Here the documentary moves beyond Eliassi’s views on the subject. Unsure how to move forward in the name of peace, she talks to others in her community, including the son of an Israeli peace activist who died on October 7. She asks him if his mother would regret her work. He replies that “she did not work for peace so that when they come they will spare her. She worked so that there would be no reason for them to come. ” He adds that her death proves that she was right, and that “If we do not want to experience the tragedies of war, we must end warfare.”

Eliassi also checks in with her family and discovers that her jovial Aunt Zipi, who enjoyed making jokes about Palestinians in the past, now says she doesn’t want peace or “anything to do with them. ” Her mother shares a story about a friend who told her, “I can’t find empathy within me for the children being killed in Gaza.” In an earlier scene, Eliassi and Ranin were worried because they felt the whole country was losing its grip on humanity. Now Elassi, along with everyone else she talks to, can see exactly what this numbing has done to Palestinian life.

There is an abundance of material from Eliassi’s life during these forged years, and Prizes, Yahya, and co-writer Rachel Leah Jones struggle to balance these striking images with that of her one-woman show.
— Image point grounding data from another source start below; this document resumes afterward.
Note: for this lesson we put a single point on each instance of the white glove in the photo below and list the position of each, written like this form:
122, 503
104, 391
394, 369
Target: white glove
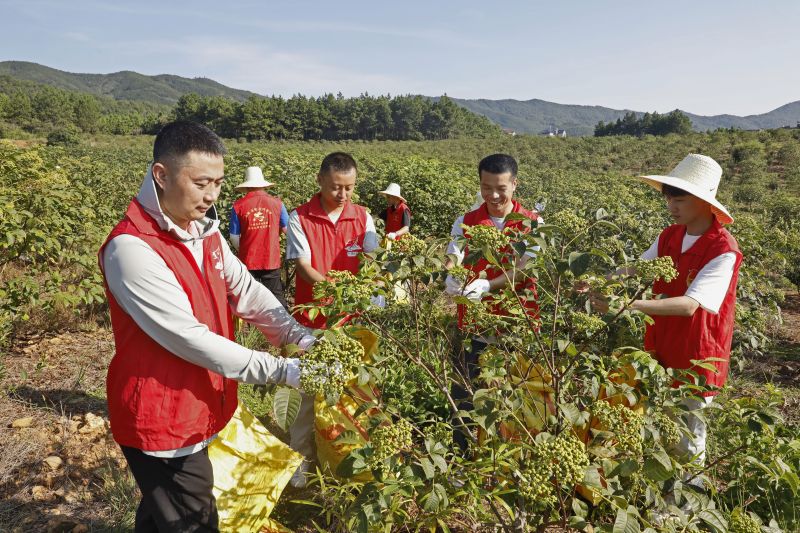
475, 290
306, 342
452, 286
293, 373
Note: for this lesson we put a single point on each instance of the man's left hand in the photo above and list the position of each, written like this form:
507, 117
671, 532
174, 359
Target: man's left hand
475, 290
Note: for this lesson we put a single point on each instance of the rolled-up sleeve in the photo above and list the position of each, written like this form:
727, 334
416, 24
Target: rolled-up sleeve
297, 246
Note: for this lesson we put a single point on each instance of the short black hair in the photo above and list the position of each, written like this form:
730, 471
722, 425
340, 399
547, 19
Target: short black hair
498, 164
337, 162
672, 192
180, 137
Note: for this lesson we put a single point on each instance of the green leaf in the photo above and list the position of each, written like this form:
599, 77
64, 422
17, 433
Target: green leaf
578, 262
625, 468
354, 463
285, 406
580, 508
658, 467
435, 499
349, 437
608, 225
714, 519
625, 523
427, 467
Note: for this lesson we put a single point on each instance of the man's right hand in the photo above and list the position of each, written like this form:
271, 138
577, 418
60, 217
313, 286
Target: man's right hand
452, 286
598, 300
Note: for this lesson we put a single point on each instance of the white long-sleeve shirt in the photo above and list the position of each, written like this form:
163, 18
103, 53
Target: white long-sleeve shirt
147, 289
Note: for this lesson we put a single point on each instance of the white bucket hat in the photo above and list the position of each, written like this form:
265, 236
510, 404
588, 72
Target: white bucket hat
698, 175
393, 190
253, 177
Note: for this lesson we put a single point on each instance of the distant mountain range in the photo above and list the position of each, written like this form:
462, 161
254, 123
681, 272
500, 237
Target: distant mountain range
124, 85
535, 116
529, 116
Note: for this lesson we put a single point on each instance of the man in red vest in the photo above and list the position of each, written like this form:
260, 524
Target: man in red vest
695, 313
498, 181
172, 285
326, 233
257, 220
397, 215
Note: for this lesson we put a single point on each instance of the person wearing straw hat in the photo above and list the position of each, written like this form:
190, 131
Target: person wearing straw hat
693, 317
257, 218
397, 215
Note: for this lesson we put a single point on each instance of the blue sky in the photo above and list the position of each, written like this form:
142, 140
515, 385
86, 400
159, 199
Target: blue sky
706, 57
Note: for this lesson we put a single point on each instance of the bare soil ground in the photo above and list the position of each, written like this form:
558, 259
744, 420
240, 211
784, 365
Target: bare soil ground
60, 471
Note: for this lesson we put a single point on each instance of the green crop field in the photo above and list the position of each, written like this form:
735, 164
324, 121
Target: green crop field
574, 422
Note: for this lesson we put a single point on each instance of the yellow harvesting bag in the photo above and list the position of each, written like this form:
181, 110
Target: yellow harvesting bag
333, 420
251, 468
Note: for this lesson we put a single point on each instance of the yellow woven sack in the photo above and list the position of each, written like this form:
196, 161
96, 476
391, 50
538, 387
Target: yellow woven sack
251, 468
333, 420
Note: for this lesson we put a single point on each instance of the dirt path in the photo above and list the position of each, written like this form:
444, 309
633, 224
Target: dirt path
781, 364
61, 471
59, 468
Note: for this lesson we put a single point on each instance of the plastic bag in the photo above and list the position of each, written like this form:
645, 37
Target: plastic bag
251, 468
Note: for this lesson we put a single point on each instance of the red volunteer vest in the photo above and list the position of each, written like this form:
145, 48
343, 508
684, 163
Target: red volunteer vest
333, 247
394, 217
156, 400
259, 244
481, 217
675, 340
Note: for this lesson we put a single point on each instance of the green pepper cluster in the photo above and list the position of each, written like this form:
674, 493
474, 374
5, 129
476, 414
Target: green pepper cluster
407, 246
624, 423
660, 268
329, 364
742, 522
568, 222
459, 273
490, 237
667, 428
557, 463
353, 287
586, 323
389, 440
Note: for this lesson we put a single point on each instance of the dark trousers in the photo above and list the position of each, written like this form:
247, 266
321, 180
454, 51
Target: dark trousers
271, 279
465, 364
176, 493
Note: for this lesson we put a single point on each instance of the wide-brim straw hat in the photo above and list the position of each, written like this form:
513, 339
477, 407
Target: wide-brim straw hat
699, 175
254, 178
393, 190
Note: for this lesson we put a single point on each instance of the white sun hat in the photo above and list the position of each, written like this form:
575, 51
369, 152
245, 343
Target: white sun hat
698, 175
478, 201
393, 190
253, 177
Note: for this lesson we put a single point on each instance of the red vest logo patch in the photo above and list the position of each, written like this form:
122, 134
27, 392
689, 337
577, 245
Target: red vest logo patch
258, 218
218, 264
353, 249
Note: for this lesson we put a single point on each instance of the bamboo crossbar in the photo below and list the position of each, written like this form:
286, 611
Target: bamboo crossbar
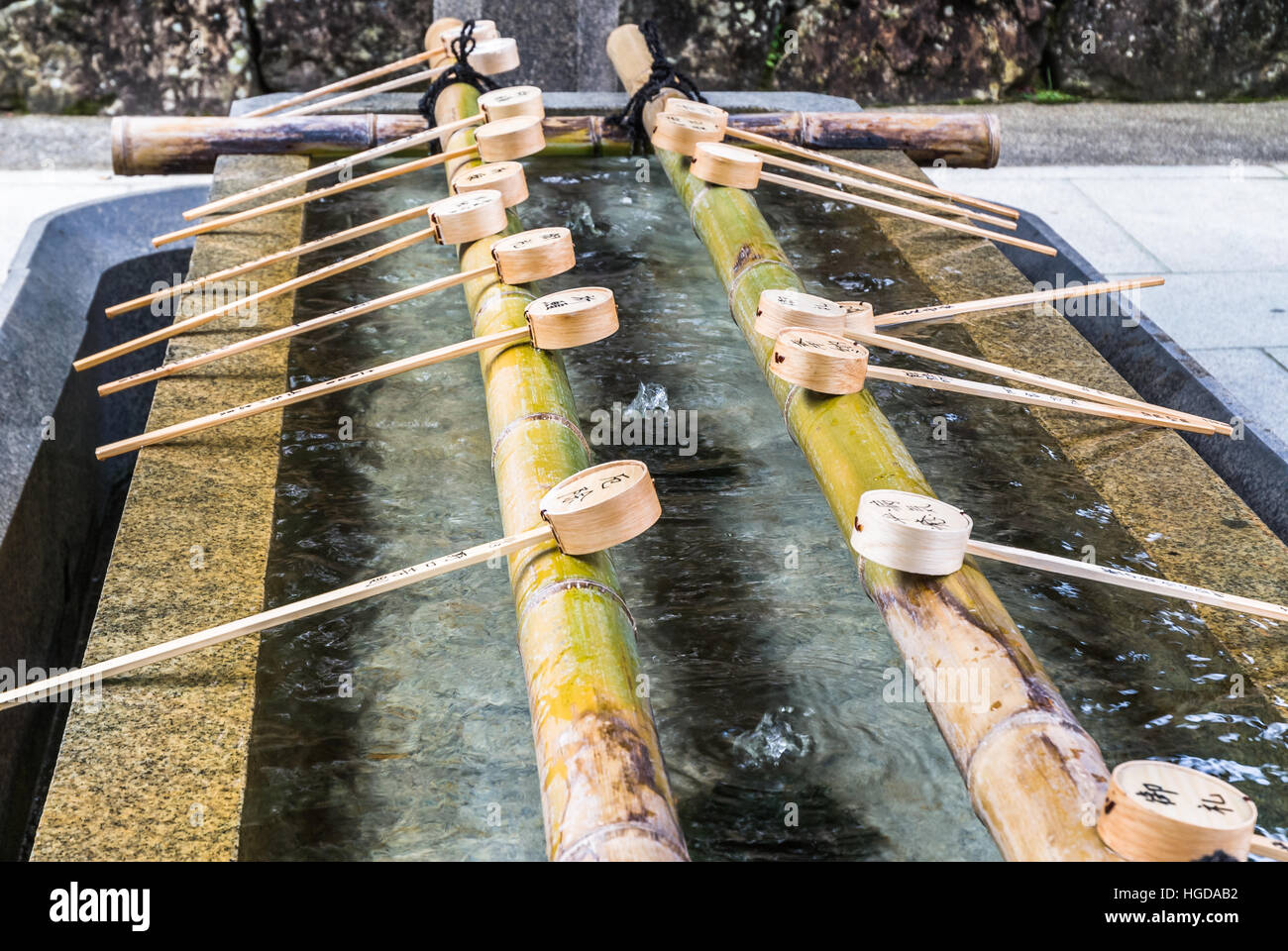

The show that personally builds towards its devastating coda, isn’t really given the space to flow like it would if you saw it live. The cross-cutting editing detracts from the show’s rising tension as it swings from politically themed comedy to Eliassi’s devastatingly serious final monologue.

There are really two documentaries here, each made with a different approach. And while they are both hurtful fusions of the personal with the political, trying to fuse them together won’t quite work, they both undermine momentum. But “coexistence, my ass!” remains a compelling front row to a country on the brink of implosion, with Eliassi’s humor and insights serving as a melancholy elegance for a peace that, at least until real change soon, may not, may not ever arrived

Grade: B

“Coexistence, my ass!” premiere at 2025 Sundance Film festival. It is currently seeking US distribution.